Acórdão do Tribunal da Relação de Coimbra
Processo:
3260/03
Nº Convencional: JTRC
Relator: DR. JAIME FERREIRA
Descritores: RESPONSABILIDADE CIVIL DO CONDUTOR SOB INFLUÊNCIA DO ÁLCOOL
DIREITO DE REGRESSO DA SEGURADORA
NEXO DE CAUSALIDADE ENTRE ESSA SITUAÇÃO E O EVENTO E ILAÇÕES JUDICIAIS PERMITIDAS AO JULGADOR
Data do Acordão: 12/09/2003
Votação: UNANIMIDADE
Tribunal Recurso: ALCOBAÇA
Texto Integral: S
Meio Processual: APELAÇÃO
Decisão: NÃO CONFIRMADA
Área Temática: D. L. 522/85 DE 31/12
Legislação Nacional: ART. 19°, AL. C) , DO D. L. 522/85 DE 31/12 E ART. S 349 A 351° DO C.C..
Sumário:
I - Para ocorrer o direito de regresso de uma seguradora contra o condutor de veículo que agiu sob a influência do álcool, e relativamente aos danos resultantes de um acidente por ele causado, é necessário que tenha ocorrido um nexo de causalidade entre uma condução sob a influência do álcool e esse acidente, cujo ónus da prova cabe inteiramente à seguradora .
II - Esse nexo de causalidade tem de resultar do conjunto dos factos verificados, e se não de uma forma imediata ou directa, pelo menos de uma forma indirecta ou por ilação judicial.
III - Estando demonstrado que o condutor circulava com uma taxa significativa de álcool no sangue ( 1,51 g/l ), não pode deixar de se considerar, por ilação, nos termos dos art. s 349° e 351 ° do C. C., que tal factor contribuiu pelo menos para um acidente que consistiu no embate desse carro no veículo da frente, sem que existam quaisquer outras razões que possam explicar o sucedido a não ser precisamente esse estado do seu condutor .

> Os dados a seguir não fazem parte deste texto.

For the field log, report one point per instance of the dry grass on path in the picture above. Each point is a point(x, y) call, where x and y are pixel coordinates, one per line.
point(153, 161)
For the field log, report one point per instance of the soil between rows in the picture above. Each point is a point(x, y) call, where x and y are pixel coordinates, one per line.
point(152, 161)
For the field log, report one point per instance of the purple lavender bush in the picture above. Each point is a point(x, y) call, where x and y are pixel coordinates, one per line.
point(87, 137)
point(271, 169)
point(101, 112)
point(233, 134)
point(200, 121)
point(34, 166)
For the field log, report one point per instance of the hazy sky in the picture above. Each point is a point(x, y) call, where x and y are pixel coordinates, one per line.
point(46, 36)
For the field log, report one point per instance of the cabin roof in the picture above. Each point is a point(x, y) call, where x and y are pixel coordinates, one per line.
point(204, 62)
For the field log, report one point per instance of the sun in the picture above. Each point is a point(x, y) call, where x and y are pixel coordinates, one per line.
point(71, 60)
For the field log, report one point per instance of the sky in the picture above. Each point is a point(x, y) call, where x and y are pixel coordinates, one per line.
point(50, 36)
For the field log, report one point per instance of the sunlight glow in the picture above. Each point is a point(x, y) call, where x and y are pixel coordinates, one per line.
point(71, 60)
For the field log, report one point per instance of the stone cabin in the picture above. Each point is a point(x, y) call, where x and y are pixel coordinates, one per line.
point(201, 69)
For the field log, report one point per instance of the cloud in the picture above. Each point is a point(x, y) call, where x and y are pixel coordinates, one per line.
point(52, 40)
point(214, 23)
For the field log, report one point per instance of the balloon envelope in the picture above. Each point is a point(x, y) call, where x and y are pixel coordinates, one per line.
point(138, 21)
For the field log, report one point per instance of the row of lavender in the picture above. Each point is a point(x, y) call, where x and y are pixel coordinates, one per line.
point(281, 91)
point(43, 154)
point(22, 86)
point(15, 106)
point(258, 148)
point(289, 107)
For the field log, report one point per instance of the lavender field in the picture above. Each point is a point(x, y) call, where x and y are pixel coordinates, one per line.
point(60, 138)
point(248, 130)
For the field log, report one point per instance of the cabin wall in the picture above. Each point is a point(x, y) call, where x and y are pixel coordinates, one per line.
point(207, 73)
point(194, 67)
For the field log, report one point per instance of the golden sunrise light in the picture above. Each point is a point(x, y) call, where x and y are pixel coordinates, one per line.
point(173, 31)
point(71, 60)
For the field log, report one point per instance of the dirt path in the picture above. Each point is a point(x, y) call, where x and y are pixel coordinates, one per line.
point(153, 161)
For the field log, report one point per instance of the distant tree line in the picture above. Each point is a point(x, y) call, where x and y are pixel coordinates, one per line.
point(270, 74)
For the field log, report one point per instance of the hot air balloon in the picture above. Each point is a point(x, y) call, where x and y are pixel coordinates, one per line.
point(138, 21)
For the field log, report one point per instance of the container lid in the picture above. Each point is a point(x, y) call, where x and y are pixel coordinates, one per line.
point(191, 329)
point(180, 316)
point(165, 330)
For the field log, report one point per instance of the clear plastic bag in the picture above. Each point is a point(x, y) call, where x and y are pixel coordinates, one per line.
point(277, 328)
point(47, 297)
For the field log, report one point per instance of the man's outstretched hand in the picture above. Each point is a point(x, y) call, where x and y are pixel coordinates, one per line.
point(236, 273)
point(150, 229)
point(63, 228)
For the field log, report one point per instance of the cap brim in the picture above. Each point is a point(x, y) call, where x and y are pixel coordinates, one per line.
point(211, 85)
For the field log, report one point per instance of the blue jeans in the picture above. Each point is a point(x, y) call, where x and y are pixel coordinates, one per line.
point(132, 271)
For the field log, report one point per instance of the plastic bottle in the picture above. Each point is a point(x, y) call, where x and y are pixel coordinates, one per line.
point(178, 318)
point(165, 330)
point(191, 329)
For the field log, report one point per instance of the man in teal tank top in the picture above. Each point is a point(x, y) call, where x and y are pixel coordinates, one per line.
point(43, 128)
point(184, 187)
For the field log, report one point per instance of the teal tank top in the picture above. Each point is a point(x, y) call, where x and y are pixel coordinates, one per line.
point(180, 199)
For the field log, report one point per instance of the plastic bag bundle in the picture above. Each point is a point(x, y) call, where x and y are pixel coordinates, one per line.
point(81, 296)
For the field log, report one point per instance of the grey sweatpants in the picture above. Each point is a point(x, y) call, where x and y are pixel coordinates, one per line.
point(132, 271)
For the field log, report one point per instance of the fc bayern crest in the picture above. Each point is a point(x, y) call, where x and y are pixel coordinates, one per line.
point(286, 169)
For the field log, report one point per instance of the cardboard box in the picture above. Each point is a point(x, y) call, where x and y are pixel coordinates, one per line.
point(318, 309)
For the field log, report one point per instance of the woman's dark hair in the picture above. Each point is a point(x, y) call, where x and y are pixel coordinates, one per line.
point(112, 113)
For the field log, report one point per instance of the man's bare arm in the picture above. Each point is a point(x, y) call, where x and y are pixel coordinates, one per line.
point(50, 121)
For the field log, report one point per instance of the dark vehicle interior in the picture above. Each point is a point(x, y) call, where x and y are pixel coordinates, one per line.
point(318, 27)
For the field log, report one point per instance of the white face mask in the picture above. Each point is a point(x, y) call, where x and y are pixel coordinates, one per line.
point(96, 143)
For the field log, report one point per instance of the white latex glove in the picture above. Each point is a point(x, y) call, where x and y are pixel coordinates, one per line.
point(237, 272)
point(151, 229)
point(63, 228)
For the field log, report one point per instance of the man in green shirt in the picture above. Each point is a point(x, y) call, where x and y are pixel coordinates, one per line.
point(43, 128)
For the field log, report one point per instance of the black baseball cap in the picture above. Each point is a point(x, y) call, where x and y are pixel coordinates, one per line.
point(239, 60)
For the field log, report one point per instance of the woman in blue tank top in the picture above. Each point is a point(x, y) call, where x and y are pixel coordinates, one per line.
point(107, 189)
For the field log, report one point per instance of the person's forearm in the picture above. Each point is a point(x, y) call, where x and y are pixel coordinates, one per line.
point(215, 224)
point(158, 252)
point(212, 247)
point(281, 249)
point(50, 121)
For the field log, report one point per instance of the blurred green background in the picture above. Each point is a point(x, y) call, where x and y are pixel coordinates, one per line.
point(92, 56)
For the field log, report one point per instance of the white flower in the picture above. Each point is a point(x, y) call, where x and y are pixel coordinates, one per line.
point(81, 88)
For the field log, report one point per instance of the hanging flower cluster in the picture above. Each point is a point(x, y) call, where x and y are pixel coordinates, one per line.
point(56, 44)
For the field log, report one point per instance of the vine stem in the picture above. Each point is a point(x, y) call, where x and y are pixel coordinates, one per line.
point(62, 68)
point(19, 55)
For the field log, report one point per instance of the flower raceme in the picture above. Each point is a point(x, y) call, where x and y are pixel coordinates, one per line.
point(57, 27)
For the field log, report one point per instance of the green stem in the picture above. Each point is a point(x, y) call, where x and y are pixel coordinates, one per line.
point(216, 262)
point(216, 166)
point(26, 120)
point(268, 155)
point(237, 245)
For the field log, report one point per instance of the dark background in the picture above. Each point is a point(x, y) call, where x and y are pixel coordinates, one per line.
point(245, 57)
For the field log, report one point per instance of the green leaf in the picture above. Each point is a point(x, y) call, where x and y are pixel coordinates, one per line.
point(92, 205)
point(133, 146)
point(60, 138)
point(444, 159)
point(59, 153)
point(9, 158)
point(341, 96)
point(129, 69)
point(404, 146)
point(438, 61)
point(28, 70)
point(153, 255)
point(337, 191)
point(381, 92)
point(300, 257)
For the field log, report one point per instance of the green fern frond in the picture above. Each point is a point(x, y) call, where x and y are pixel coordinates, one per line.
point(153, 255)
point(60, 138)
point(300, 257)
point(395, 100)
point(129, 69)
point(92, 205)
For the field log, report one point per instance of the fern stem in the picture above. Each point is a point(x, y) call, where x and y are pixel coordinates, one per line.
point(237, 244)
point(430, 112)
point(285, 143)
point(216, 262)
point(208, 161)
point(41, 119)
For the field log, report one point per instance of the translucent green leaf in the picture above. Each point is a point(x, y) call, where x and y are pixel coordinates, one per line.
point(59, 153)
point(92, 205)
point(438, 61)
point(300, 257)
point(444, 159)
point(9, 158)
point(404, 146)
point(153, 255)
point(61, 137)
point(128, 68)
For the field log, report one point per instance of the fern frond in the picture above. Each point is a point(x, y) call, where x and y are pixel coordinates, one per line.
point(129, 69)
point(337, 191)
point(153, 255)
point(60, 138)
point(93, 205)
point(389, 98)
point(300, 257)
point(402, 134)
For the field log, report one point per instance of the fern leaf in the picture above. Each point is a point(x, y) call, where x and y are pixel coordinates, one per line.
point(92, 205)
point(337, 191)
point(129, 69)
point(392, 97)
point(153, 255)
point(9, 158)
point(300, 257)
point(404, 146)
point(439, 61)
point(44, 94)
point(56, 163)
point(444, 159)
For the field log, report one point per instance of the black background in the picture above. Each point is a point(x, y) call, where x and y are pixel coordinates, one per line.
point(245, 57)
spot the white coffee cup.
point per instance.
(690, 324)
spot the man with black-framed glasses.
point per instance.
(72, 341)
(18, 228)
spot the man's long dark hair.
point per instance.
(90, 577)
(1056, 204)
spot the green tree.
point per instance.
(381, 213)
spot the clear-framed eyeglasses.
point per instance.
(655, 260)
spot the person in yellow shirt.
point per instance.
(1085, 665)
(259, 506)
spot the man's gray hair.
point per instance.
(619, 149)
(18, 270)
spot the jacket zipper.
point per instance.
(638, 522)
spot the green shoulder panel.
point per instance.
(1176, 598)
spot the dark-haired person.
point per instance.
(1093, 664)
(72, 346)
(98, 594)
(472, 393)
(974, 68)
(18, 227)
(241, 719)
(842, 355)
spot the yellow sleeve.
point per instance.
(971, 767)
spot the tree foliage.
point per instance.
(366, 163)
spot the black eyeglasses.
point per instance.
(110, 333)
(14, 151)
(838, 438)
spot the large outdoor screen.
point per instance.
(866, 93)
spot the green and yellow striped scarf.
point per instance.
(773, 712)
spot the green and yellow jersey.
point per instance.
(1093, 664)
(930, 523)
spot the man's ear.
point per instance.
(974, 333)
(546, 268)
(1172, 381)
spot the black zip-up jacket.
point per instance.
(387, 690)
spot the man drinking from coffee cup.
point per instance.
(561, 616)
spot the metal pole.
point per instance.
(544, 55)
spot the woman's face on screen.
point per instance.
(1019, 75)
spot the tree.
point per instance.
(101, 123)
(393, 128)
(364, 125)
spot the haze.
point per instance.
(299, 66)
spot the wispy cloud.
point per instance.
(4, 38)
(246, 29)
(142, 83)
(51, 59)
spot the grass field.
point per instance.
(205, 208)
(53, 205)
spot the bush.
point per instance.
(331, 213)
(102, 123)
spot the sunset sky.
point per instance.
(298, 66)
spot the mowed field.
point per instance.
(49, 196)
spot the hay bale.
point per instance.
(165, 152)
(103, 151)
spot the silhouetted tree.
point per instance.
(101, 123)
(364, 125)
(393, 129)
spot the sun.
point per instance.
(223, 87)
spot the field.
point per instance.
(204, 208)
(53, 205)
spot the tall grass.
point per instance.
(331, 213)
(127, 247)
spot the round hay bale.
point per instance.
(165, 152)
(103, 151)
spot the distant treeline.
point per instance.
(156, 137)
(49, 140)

Decisão Texto Integral: Acordam, em conferência, na Secção Cível do Tribunal da Relação de Coimbra :
I
No Tribunal Judicial da Comarca de Alcobaça, a Companhia de Seguros ..., com sede no Largo do ..., em Lisboa, intentou contra António ..., residente no Beco ..., em Pataias, a presente acção declarativa, com processo ordinário, pedindo a condenação do R. no pagamento à A. da quantia de Esc. 3.114.814$00, acrescida de juros de mora, desde 4/11/2000 e até efectivo pagamento .
Para tanto e muito em resumo, alegou a A. que celebrou com o R. um contrato de seguro do ramo automóvel, titulado pela apólice nº 5984340, destinado a garantir a responsabilidade civil emergente da condução do veículo matrícula 90-08-EP, contrato esse ao abrigo do qual foi participado à A. a ocorrência de um acidente de viação ocorrido em 2/07/1998, pelas 21H30, na E. N. nº 242, entre Pataias e Martingança .
Que nesse acidente foram envolvidos o veículo seguro e o veículo 39-35-LF, tendo este sido embatido na sua traseira pela frente do EP, quando este era conduzido pelo R .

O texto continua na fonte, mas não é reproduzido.